神奈川近代文学館にて遠藤周作展を開催中です。


今回の企画テーマは「沈黙」だそうです。

なので、行く前に私も「沈黙」を読み直しました。
前に読んだのは随分と前だったと思います。(^_^.)
なので、そうかそうかと初めて読んだかのようでした。

「沈黙」はキリシタン禁制時代、ポルトガルの司祭が日本に潜入し、隠れていた信徒と出会い、別れ、その都度悩み苦しみ、最後には踏絵を踏むに至る物語。


311震災後、聖書を出してどこからともなく読み返したりしていたのだけれど、単純に「神様って怒るんだっけ?」


「沈黙」の中で、ロドリゴ司祭は弾圧される信徒を横に何度も神に助けを祈る。
が、神は沈黙したまま、救いは現れず、信徒も一緒に潜入した司祭までも死を迎えることになる。


そして、自分の信仰の為にこれ以上信徒への弾圧には耐えきれなくなったロドリゴは踏絵に足を載せることとなる。

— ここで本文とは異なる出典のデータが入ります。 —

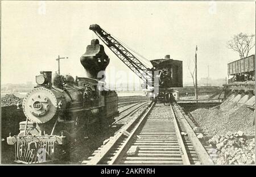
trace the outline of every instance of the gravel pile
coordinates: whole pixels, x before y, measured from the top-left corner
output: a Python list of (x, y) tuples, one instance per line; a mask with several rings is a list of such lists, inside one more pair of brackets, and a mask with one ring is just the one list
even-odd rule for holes
[(254, 112), (245, 105), (227, 101), (217, 107), (200, 108), (191, 113), (207, 135), (225, 135), (229, 131), (238, 130), (248, 135), (255, 135)]
[(23, 99), (13, 94), (6, 94), (1, 97), (1, 106), (16, 106), (18, 103), (22, 103)]
[(242, 131), (216, 135), (208, 142), (216, 149), (218, 165), (255, 164), (255, 138), (247, 139)]

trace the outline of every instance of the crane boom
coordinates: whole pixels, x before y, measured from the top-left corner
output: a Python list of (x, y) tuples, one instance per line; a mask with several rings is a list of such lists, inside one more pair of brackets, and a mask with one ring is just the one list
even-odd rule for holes
[(151, 75), (148, 72), (150, 69), (146, 67), (119, 42), (111, 36), (110, 34), (96, 24), (90, 25), (89, 29), (93, 31), (106, 45), (145, 83), (148, 84), (151, 82), (151, 76), (148, 75)]

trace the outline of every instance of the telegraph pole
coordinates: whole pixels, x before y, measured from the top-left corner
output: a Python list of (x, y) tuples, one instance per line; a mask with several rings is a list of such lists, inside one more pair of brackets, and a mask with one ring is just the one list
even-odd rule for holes
[(196, 55), (195, 57), (195, 71), (196, 74), (195, 76), (195, 85), (196, 88), (195, 88), (195, 97), (196, 99), (196, 102), (197, 103), (197, 45), (196, 47)]
[(61, 57), (61, 58), (60, 58), (60, 56), (59, 55), (59, 56), (58, 56), (58, 58), (56, 59), (56, 60), (58, 61), (58, 74), (60, 74), (60, 59), (65, 59), (65, 58), (68, 59), (68, 57)]
[(207, 77), (207, 86), (208, 86), (209, 78), (209, 65), (208, 65), (207, 66), (208, 66), (208, 77)]

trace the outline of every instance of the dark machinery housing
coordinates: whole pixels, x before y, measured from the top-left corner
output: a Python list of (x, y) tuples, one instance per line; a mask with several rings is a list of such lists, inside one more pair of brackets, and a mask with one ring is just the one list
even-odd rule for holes
[(170, 59), (170, 55), (166, 55), (164, 58), (150, 61), (153, 65), (151, 70), (159, 71), (158, 95), (156, 97), (153, 95), (154, 99), (161, 101), (169, 100), (173, 92), (172, 88), (183, 87), (182, 61)]
[(116, 92), (103, 90), (104, 83), (97, 79), (109, 62), (98, 40), (92, 40), (80, 60), (90, 78), (52, 76), (51, 71), (36, 76), (38, 85), (22, 103), (27, 120), (20, 123), (18, 136), (7, 138), (15, 145), (16, 162), (55, 160), (55, 146), (79, 138), (95, 124), (105, 127), (118, 113)]

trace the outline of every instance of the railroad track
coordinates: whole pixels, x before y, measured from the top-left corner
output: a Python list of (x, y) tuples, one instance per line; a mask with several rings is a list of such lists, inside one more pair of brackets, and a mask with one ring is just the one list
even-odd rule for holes
[(176, 103), (164, 106), (152, 102), (137, 119), (116, 132), (82, 163), (213, 164), (184, 118)]

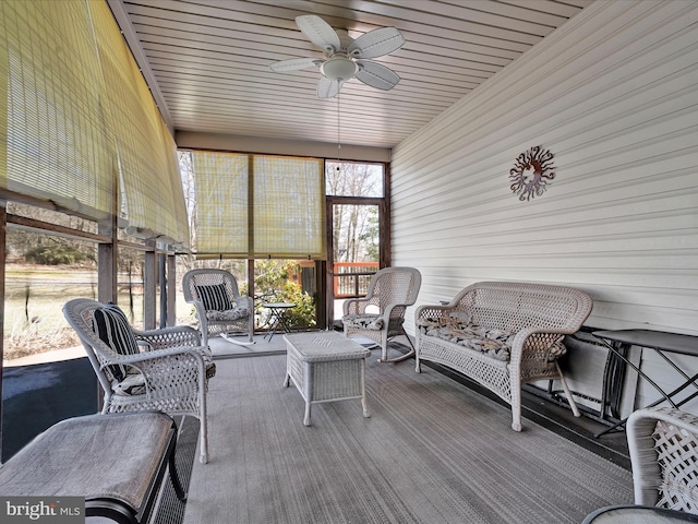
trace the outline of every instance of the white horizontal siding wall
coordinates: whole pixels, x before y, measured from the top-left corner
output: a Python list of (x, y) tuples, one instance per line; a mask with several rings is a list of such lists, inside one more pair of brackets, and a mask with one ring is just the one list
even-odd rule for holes
[[(535, 145), (556, 177), (521, 202), (509, 169)], [(400, 143), (392, 176), (418, 306), (554, 283), (590, 293), (587, 325), (698, 335), (698, 2), (593, 3)]]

司祭は足をあげた。足に鈍い思い痛みを感じた。それは形だけのことではなかった。自分は今、自分の生涯の中で最も人間の理想と夢にみたされたものを踏む。この足の痛み。その時、踏むがいいと銅版のあの人は司祭に向かっていった。
踏むがいい。お前の足の痛さをこの私が一番よく知っている。踏むがいい。私はお前たちに踏まれるため、この世に生まれ、お前たちの痛さを分かつため十字架を背負ったのだ。
こうして司祭が踏絵に足をかけた時、朝が来た。鶏が遠くで鳴いた。
「沈黙」遠藤周作著




なーんだ、やはり神はいないのだ。


信仰の厚いカトリック教徒だった遠藤さんも、結局は神は苦しみからは救ってくれないと言っているのか?

と思わせてしまうような終盤。



なのだが、やはり人間は弱い、それを知る神が使わしたのが、イエス・キリストであり、キリストはすべての罪を私が十字架に掛かって償ったのだから、いいのだよ。踏絵を踏んでもいいのだよ。あなたは信仰を裏切ってはいないよ。私はあなたの痛みをわかっているから大丈夫だよ。

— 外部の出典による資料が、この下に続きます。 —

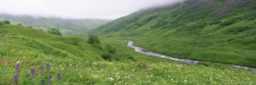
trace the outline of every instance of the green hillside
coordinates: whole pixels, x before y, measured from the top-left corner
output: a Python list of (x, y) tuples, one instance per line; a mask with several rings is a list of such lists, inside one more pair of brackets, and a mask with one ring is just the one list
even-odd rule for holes
[[(41, 84), (42, 79), (47, 84), (48, 75), (52, 84), (254, 84), (256, 79), (250, 70), (191, 65), (143, 55), (116, 38), (101, 38), (101, 44), (90, 44), (84, 39), (12, 25), (0, 25), (0, 84), (14, 84), (15, 64), (20, 65), (18, 84)], [(102, 57), (108, 53), (112, 54), (111, 62)], [(44, 66), (44, 75), (39, 66)], [(35, 78), (30, 67), (38, 73)]]
[(93, 32), (175, 57), (256, 67), (253, 0), (188, 0), (134, 12)]
[(57, 17), (33, 17), (31, 16), (21, 15), (15, 16), (10, 15), (0, 14), (0, 21), (8, 20), (11, 24), (17, 25), (21, 23), (23, 26), (47, 30), (51, 28), (60, 29), (64, 35), (74, 35), (74, 34), (82, 33), (85, 31), (98, 28), (111, 20), (104, 19), (71, 19)]

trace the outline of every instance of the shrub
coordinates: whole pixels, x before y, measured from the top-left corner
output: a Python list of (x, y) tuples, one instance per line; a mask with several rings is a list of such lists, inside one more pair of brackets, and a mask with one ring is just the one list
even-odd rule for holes
[(21, 23), (18, 23), (17, 25), (18, 25), (18, 26), (22, 26), (22, 24), (21, 24)]
[(89, 44), (100, 44), (100, 40), (98, 38), (98, 36), (95, 35), (89, 35), (89, 38), (88, 38), (88, 43)]
[(65, 41), (64, 43), (77, 46), (80, 46), (78, 40), (75, 37), (73, 37), (71, 40)]
[(7, 20), (3, 21), (3, 23), (5, 23), (5, 24), (10, 24), (10, 21), (7, 21)]
[(220, 25), (223, 26), (230, 26), (231, 24), (235, 23), (235, 21), (234, 21), (234, 20), (229, 20), (229, 21), (226, 21), (223, 22)]
[(48, 29), (47, 32), (50, 32), (50, 33), (52, 33), (52, 34), (59, 35), (59, 36), (62, 35), (62, 34), (60, 32), (60, 30), (57, 29), (57, 28), (51, 28)]
[(108, 45), (108, 44), (105, 46), (105, 50), (107, 53), (110, 54), (114, 54), (116, 53), (116, 48), (113, 47), (112, 46)]

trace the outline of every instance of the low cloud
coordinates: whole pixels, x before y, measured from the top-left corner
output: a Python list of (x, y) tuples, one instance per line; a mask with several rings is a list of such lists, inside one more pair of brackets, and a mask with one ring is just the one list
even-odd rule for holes
[(117, 19), (183, 0), (1, 0), (0, 13), (71, 19)]

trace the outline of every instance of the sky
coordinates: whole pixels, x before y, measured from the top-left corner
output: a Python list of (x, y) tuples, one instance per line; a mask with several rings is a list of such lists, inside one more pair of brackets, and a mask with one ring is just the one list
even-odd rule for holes
[(115, 19), (183, 0), (1, 0), (0, 13), (64, 19)]

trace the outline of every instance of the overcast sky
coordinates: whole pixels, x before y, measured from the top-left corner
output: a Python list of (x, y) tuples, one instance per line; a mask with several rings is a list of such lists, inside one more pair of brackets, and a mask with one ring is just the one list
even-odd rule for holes
[(0, 13), (71, 19), (113, 19), (183, 0), (1, 0)]

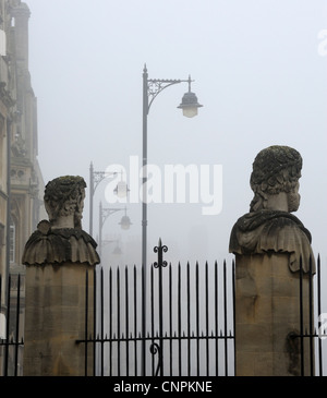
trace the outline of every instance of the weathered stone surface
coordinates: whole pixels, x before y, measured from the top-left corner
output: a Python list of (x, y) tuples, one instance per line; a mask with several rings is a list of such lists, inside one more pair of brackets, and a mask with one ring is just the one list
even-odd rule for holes
[[(88, 270), (88, 330), (93, 331), (93, 268), (64, 264), (29, 266), (26, 273), (25, 376), (83, 376), (85, 276)], [(52, 279), (51, 276), (56, 275)], [(55, 282), (55, 285), (52, 284)], [(92, 374), (92, 352), (88, 374)]]
[(65, 262), (95, 265), (100, 262), (96, 242), (82, 230), (85, 181), (81, 177), (60, 177), (50, 181), (45, 191), (49, 221), (39, 222), (27, 241), (23, 264), (63, 264)]
[(94, 329), (94, 269), (100, 261), (96, 242), (82, 230), (85, 186), (80, 177), (50, 181), (45, 192), (49, 221), (39, 222), (25, 245), (25, 376), (85, 374), (85, 345), (76, 340), (89, 337), (86, 288), (88, 333)]

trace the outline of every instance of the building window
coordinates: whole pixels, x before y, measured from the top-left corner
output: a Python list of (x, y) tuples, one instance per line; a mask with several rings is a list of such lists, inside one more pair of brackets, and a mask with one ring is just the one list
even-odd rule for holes
[(15, 249), (16, 249), (16, 227), (14, 222), (11, 222), (10, 225), (10, 263), (13, 264), (15, 262)]

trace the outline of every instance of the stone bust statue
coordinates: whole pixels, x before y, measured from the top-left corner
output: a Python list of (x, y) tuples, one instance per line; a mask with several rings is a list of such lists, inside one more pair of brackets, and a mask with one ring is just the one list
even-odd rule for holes
[(95, 265), (100, 262), (97, 243), (82, 230), (85, 188), (82, 177), (72, 176), (59, 177), (47, 184), (44, 201), (49, 220), (40, 221), (31, 236), (23, 264)]
[(254, 197), (250, 213), (233, 226), (229, 250), (234, 254), (289, 253), (289, 267), (314, 272), (311, 233), (291, 213), (300, 205), (302, 157), (288, 146), (270, 146), (253, 162), (250, 184)]

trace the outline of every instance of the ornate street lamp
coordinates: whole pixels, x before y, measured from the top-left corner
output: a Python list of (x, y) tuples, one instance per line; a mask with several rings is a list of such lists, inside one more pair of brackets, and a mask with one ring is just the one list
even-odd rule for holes
[[(93, 236), (93, 200), (96, 189), (99, 183), (112, 176), (116, 176), (118, 172), (107, 172), (107, 171), (94, 171), (93, 162), (89, 166), (89, 234)], [(121, 180), (117, 184), (114, 192), (119, 197), (126, 197), (129, 193), (128, 184)]]
[[(185, 93), (182, 104), (178, 107), (183, 110), (183, 114), (193, 118), (202, 105), (197, 102), (194, 93), (191, 92), (191, 76), (189, 80), (159, 80), (148, 79), (147, 68), (143, 70), (143, 203), (142, 203), (142, 266), (144, 273), (144, 282), (146, 284), (146, 248), (147, 248), (147, 191), (146, 191), (146, 166), (147, 166), (147, 116), (155, 98), (167, 87), (179, 83), (189, 83), (189, 93)], [(146, 335), (146, 288), (144, 289), (142, 302), (142, 334)], [(142, 374), (145, 375), (145, 343), (143, 342), (143, 363)]]
[(146, 268), (146, 241), (147, 241), (147, 192), (146, 192), (146, 166), (147, 166), (147, 116), (155, 98), (167, 87), (179, 83), (189, 83), (189, 92), (184, 94), (182, 102), (178, 108), (183, 114), (193, 118), (197, 114), (198, 108), (203, 107), (197, 102), (197, 97), (191, 92), (191, 76), (187, 80), (160, 80), (148, 79), (147, 68), (143, 70), (143, 205), (142, 205), (142, 264)]
[(198, 108), (203, 107), (197, 102), (197, 97), (191, 92), (191, 76), (189, 77), (189, 93), (185, 93), (181, 105), (178, 107), (183, 110), (183, 116), (194, 118), (197, 114)]
[(101, 256), (101, 249), (102, 249), (102, 228), (104, 224), (106, 222), (107, 218), (117, 212), (125, 212), (125, 215), (121, 218), (119, 225), (123, 230), (130, 229), (132, 222), (130, 217), (126, 216), (126, 207), (124, 208), (104, 208), (102, 203), (100, 202), (99, 205), (99, 255)]

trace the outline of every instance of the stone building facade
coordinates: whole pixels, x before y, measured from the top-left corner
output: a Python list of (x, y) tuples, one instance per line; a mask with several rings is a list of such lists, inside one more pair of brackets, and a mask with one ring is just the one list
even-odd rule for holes
[[(22, 254), (43, 210), (44, 181), (37, 160), (37, 99), (28, 70), (31, 11), (21, 0), (0, 0), (0, 275), (24, 274)], [(14, 297), (11, 303), (14, 305)], [(23, 316), (22, 316), (23, 321)], [(23, 322), (21, 323), (23, 330)], [(0, 350), (1, 351), (1, 350)], [(1, 354), (1, 352), (0, 352)]]

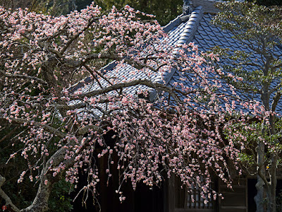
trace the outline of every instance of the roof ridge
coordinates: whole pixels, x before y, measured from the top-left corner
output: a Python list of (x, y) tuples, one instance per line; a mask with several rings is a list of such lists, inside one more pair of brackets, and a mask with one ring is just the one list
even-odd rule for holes
[(179, 15), (173, 20), (171, 20), (167, 25), (163, 27), (164, 31), (167, 33), (170, 30), (171, 30), (174, 27), (178, 26), (182, 22), (181, 17), (183, 16), (183, 14)]
[[(194, 37), (194, 35), (197, 31), (197, 28), (199, 25), (200, 21), (201, 20), (204, 14), (204, 10), (202, 6), (197, 6), (194, 9), (194, 11), (190, 15), (188, 20), (185, 23), (185, 27), (184, 28), (184, 30), (180, 35), (180, 38), (176, 44), (176, 48), (174, 49), (173, 54), (177, 56), (179, 53), (178, 51), (181, 49), (181, 47), (184, 44), (187, 44), (190, 42), (192, 39)], [(178, 18), (180, 19), (183, 16), (180, 16), (173, 21), (178, 21)], [(173, 76), (174, 73), (176, 71), (176, 69), (172, 69), (171, 70), (165, 71), (161, 76), (157, 77), (154, 82), (156, 83), (164, 83), (167, 85), (170, 80), (171, 79), (172, 76)], [(157, 92), (151, 89), (151, 92), (149, 93), (149, 100), (151, 101), (154, 101), (157, 98)]]
[(192, 40), (196, 33), (203, 14), (204, 9), (202, 6), (197, 6), (191, 13), (188, 20), (186, 22), (183, 32), (180, 35), (180, 38), (176, 45), (176, 48), (174, 49), (173, 54), (178, 54), (179, 48), (183, 45), (187, 44)]

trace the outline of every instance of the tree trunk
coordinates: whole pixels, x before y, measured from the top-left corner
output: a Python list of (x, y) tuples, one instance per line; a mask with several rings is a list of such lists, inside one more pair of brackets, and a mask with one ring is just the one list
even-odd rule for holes
[[(257, 172), (265, 176), (264, 170), (264, 143), (262, 141), (259, 141), (257, 147)], [(255, 196), (255, 201), (257, 205), (257, 212), (264, 212), (265, 211), (265, 199), (264, 199), (264, 188), (265, 184), (264, 180), (257, 175), (257, 182), (256, 184), (257, 195)]]

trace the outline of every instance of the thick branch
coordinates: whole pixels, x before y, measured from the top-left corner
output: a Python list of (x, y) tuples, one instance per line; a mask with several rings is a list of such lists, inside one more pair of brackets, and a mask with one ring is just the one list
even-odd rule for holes
[(18, 207), (13, 204), (13, 202), (11, 200), (10, 197), (8, 197), (8, 195), (1, 188), (1, 186), (4, 184), (4, 183), (5, 182), (5, 181), (6, 181), (5, 177), (2, 177), (0, 175), (0, 196), (1, 196), (4, 199), (5, 199), (6, 204), (10, 206), (11, 208), (14, 211), (20, 212), (20, 209), (18, 208)]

神はいつも寄り添い、苦しみも嘆きも共に感じ、寄り添っている。


この「沈黙」で伝えていることは、「寄り添うこと」の大切さだという。


苦しみや悲しみ、試練がない世の中はないし、それをクリアして乗り越えていくことが生きることだともいう。
祈れば願いが叶うとか、今では○○すれば願いは次々と叶います!なんてお願いグッズもたくさんあるけれど、神様は願いをかなえてくるものではない。

寄り添ってくれる人のいることで救われることがきっと身近でもあるはず。
そして、寄り添ってくれる人に神の姿を感じることもきっとあるだろう。


孤独にパソコンや携帯とにらめっこになっていた時代に、隣の人に寄り添うことの大切さを今学んでいるような気がする。







幼稚園、教会学校、中高キリスト教教育、大学もキリスト教教育の環境で育った。熱心な信徒ではないけれど、神の存在は信じている。

人をみる仕事についてからはますます、神の存在なくしてこの精巧な生き物というのはなかっただろうな。
などと考えてしまう。

とはいえ、神はあり、それを伝える方法はさまざまで今ではキリスト教ひとつにしても様々な宗派というものがあり、それぞれ独自の解釈をしていたりするので、何が本物か?はよくわからない。

今回の展示会の中に、筆者は忘れてしまったが(^_^.)
どの宗教でも構わないでないか、先にあるのは神一人

というような文句が書かれていた。

その通りだな。と思う。


最近では仏教の教えを書いた本もぼちぼち読んでいて、生きることとか生きていることとかよくわからなくなったりするけれど、結局は自分に与えられたこの人生を「生かす」ことが今の自分に与えられたことなのではないかと感じている。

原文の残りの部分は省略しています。